Rebosamos de preguntes y anhelamos respuestas. La preocupación por el límite y el anhelo de trascendencia taladran nuestro entero ser. El mar, las olas enrabietadas, el viento con sus silbos, el horizonte inalcanzable, el futuro que no se deja adivinar... todo ello constituye motivos para reflexionar, para preguntar, para indagar e interrogar.
Los primeros santuarios se emplazaron en lugares peculiares donde la raza humana conjeturaba la presencia de lo sagrado. En tales sitios la persona trataba de conectar con el universo y encontrar un sentido a su existencia.
Transcurrió el tiempo y las religiones fueron estructurándose y ganando terreno. Los lugares elegidos por el hombre primitivo se transformaron en templos. Dichos lugares aprovecharon la aureola sacra que los rodeaba para convertirlos en parajes emblemáticos destinados al culto religioso. Toda una arquitectura desarrollada al socaire de lo sagrado adapta, recicla y actualiza los primitivos lugares de culto haciéndolos más convencionales.
La mirada de la secularización
¿Qué acontece hoy día con este panorama? Inútil negar el curso de una secularización galopante que se manifiesta en la disminución de la práctica religiosa. El sentido de pertenencia a una confesión institucionalizada mengua a ojos vista. Una somera comparación entre las estadísticas de años atrás y las de hoy es suficiente para convencerse. En realidad, ni siquiera hacen faltes estadísticas. A simple vista se observa que la práctica religiosa se debilita día a día en nuestro entorno.

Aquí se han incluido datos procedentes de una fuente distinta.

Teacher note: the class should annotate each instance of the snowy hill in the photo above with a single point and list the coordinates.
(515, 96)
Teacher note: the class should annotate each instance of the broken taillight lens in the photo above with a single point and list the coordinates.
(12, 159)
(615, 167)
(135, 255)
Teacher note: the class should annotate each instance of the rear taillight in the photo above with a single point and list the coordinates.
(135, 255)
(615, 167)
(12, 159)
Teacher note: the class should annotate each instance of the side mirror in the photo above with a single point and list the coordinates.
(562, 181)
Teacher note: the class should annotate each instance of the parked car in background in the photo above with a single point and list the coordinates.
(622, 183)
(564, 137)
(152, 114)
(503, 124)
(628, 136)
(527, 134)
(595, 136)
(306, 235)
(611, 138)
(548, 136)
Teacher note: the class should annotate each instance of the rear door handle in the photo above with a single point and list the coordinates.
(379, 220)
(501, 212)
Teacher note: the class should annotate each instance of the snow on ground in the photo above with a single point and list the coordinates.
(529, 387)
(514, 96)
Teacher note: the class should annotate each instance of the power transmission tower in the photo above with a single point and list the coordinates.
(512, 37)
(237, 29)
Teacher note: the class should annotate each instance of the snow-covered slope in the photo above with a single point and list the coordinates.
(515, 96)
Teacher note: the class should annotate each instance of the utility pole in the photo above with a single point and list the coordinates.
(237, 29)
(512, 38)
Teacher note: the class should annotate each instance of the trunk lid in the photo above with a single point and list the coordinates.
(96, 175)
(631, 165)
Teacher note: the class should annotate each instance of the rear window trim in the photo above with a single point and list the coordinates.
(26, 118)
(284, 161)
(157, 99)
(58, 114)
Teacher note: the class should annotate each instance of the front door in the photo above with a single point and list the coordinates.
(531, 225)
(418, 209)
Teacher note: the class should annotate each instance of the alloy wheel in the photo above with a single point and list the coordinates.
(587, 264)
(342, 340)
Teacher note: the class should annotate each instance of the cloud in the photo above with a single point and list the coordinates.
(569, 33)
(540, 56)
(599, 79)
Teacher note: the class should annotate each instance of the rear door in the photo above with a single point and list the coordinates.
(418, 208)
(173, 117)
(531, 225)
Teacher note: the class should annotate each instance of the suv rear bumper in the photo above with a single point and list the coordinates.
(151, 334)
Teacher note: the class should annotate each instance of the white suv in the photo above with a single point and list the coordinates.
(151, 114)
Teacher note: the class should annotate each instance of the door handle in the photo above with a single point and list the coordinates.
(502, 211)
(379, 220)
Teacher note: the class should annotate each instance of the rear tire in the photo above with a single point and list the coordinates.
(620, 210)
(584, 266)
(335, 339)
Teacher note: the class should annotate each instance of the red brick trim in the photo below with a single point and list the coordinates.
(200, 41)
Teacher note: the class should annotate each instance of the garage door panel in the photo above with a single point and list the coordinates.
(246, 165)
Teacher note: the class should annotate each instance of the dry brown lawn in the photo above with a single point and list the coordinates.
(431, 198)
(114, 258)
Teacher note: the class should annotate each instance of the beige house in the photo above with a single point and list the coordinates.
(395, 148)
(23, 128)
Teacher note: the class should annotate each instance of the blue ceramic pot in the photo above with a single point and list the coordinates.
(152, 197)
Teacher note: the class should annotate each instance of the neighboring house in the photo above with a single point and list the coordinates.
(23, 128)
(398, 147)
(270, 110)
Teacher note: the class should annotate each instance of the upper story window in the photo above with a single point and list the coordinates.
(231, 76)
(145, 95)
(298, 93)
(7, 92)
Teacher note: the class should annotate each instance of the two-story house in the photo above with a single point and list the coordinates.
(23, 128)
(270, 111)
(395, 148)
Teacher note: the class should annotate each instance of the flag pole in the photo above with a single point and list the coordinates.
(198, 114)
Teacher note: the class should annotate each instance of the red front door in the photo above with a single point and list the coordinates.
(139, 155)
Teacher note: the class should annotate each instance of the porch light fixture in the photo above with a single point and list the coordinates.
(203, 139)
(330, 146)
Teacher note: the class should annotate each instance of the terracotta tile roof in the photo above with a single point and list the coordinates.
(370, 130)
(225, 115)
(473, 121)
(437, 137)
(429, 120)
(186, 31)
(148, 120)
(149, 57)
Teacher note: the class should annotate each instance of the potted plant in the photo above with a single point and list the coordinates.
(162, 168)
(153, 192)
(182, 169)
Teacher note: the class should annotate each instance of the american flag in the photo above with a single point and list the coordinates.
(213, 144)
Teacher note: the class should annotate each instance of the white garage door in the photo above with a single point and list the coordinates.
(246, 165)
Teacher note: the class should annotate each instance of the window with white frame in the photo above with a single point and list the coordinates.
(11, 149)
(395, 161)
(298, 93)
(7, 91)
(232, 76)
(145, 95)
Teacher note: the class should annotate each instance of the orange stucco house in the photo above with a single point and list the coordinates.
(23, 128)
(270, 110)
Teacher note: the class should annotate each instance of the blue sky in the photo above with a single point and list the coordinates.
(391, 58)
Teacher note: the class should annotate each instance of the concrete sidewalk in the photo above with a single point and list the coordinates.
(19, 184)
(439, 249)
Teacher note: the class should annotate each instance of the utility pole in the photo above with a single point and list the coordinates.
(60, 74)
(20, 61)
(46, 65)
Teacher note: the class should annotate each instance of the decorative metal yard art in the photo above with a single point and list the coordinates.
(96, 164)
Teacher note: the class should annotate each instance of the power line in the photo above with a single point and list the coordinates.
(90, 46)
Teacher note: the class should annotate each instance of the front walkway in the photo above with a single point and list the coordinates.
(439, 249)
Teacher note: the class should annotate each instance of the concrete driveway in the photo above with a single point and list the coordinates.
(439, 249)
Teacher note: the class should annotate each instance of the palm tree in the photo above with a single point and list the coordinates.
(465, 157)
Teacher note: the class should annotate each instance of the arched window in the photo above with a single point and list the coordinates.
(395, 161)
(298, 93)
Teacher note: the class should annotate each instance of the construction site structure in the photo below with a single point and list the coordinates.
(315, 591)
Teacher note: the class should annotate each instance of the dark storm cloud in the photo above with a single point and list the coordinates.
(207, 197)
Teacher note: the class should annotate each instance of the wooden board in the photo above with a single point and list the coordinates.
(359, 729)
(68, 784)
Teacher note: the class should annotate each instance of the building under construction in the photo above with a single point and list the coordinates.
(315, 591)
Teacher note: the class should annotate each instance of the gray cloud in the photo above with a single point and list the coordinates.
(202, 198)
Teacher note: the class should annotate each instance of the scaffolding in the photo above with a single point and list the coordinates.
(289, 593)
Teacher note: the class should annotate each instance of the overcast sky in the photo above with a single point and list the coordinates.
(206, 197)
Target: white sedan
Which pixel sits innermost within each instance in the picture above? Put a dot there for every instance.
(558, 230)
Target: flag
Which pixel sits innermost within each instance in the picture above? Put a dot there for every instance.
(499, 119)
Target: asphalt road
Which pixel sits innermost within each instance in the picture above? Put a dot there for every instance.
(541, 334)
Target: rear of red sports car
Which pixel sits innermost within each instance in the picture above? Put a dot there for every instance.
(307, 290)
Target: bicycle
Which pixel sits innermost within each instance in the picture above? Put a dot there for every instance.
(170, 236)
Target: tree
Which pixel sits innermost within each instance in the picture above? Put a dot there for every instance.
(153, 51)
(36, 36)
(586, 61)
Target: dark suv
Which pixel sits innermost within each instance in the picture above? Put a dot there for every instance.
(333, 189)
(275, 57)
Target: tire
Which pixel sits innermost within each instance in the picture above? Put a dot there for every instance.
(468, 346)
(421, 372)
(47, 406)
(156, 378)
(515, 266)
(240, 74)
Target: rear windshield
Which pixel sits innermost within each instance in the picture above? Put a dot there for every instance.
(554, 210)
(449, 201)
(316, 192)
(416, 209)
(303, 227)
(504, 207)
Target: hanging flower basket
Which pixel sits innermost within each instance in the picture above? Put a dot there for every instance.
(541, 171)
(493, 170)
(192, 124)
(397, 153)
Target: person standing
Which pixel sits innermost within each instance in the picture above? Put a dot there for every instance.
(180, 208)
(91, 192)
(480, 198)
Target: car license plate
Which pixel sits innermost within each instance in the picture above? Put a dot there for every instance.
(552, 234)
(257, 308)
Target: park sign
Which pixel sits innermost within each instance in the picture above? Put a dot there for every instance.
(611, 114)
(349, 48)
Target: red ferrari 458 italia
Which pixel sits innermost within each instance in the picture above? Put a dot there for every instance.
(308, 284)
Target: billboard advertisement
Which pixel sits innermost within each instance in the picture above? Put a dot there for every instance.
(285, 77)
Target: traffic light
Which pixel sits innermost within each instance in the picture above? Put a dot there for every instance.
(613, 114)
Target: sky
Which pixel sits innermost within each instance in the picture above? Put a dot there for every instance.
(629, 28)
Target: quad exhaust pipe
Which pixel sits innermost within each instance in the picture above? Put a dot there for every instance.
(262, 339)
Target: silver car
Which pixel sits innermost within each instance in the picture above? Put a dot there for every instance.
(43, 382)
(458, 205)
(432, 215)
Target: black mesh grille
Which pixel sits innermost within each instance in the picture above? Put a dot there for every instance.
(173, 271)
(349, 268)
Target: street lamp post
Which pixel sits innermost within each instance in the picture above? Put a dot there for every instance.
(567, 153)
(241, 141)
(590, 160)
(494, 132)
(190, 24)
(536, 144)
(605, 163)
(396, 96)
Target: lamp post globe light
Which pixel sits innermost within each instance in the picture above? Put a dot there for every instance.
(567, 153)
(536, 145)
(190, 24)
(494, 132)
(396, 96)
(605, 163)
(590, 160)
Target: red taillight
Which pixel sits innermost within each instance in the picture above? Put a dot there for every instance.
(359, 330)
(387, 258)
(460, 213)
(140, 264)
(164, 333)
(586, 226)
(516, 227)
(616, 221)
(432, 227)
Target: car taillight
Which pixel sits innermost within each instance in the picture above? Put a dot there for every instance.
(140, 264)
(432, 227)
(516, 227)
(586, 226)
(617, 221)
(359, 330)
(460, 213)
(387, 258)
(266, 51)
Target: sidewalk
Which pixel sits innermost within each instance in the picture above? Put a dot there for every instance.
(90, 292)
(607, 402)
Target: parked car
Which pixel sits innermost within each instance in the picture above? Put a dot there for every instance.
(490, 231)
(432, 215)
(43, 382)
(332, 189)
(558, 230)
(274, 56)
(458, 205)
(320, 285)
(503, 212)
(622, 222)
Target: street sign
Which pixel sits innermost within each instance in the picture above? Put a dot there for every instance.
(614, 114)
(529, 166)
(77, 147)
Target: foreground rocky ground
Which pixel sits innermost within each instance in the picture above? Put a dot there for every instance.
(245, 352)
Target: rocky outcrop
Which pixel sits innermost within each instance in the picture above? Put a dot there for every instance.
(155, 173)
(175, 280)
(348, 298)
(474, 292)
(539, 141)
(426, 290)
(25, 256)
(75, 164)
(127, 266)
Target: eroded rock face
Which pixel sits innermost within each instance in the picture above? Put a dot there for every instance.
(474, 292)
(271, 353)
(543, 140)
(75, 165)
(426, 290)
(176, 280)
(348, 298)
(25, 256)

Ahora bien, ello no significa sin más que se borre el sentimiento de religiosidad. En cierto modo las creencias flotan en el ambiente, no se asientan con firmeza en unos fundamentos ni se sujetan a una determinada Iglesia. La fe actual anda huérfana de sentido de pertenencia y se muestra reticente frente a la institucionalización. Existen Iglesias sin creyentes y creyentes sin Iglesia, por decirlo de modo breve y lapidario.
Una tal desinstitucionalización de la religión implica que mucha gente ignore el templo, pero que sí aprecie los santuarios. En efecto, rechazan los aspectos más institucionales, pero no eliminan una manifiesta inquietud espiritual. Abandonan el corsé de la religiosidad convencional, pero no dejan de explorar la religiosidad/espiritualidad de peregrinos hacia el absoluto y la trascendencia.
Un espacio alternativo
El santuario se requiere para obtener un espacio que facilite la contemplación y la escucha de uno mismo. Sin este silencio conquistado —que el santuario brinda mejor que otras instancias, gracias a sus vetustas raíces y su emplazamiento emblemático— apenas se consigue la necesaria perspectiva para tomar las decisiones que la vida exige.
Los santuarios son espacios físicos ―y diría que también mentales― muy válidos para la renovación del pensamiento y la toma de decisiones. En ellos se pueden cultivar y confrontar los grandes propósitos y programas con el necesario sosiego.
Para un determinado, aunque no irrelevante, grupo de personas el santuario es el último vínculo que les relaciona con la Iglesia. En el lugar surge un tipo de espiritualidad alternativa, de contornos indefinidos. Cada peregrino busca de acuerdo a sus inquietudes. Cada uno es católico, por así decirlo «a su manera», de acuerdo a los compromisos que él mismo se impone. Visita el lugar en total anonimato y sin que se le aplique norma alguna.
Hay personas viven que una búsqueda muy peculiar, al margen de cualquier lazo con comunidades o parroquias. El anonimato que proporciona el santuario favorece una tal situación. Su atmósfera atrae en particular a aquellos que no tienen otra inserción eclesial. Son gente religiosamente al margen, en la cuneta, pero más favorables a escuchar la voz que resuena en este espacio que en la parroquia. La dimensión subjetiva adquiere gran importancia. Sintoniza así con la cultura de la postmodernidad que se muestra muy reticente con los dogmas establecidos y las morales convencionales.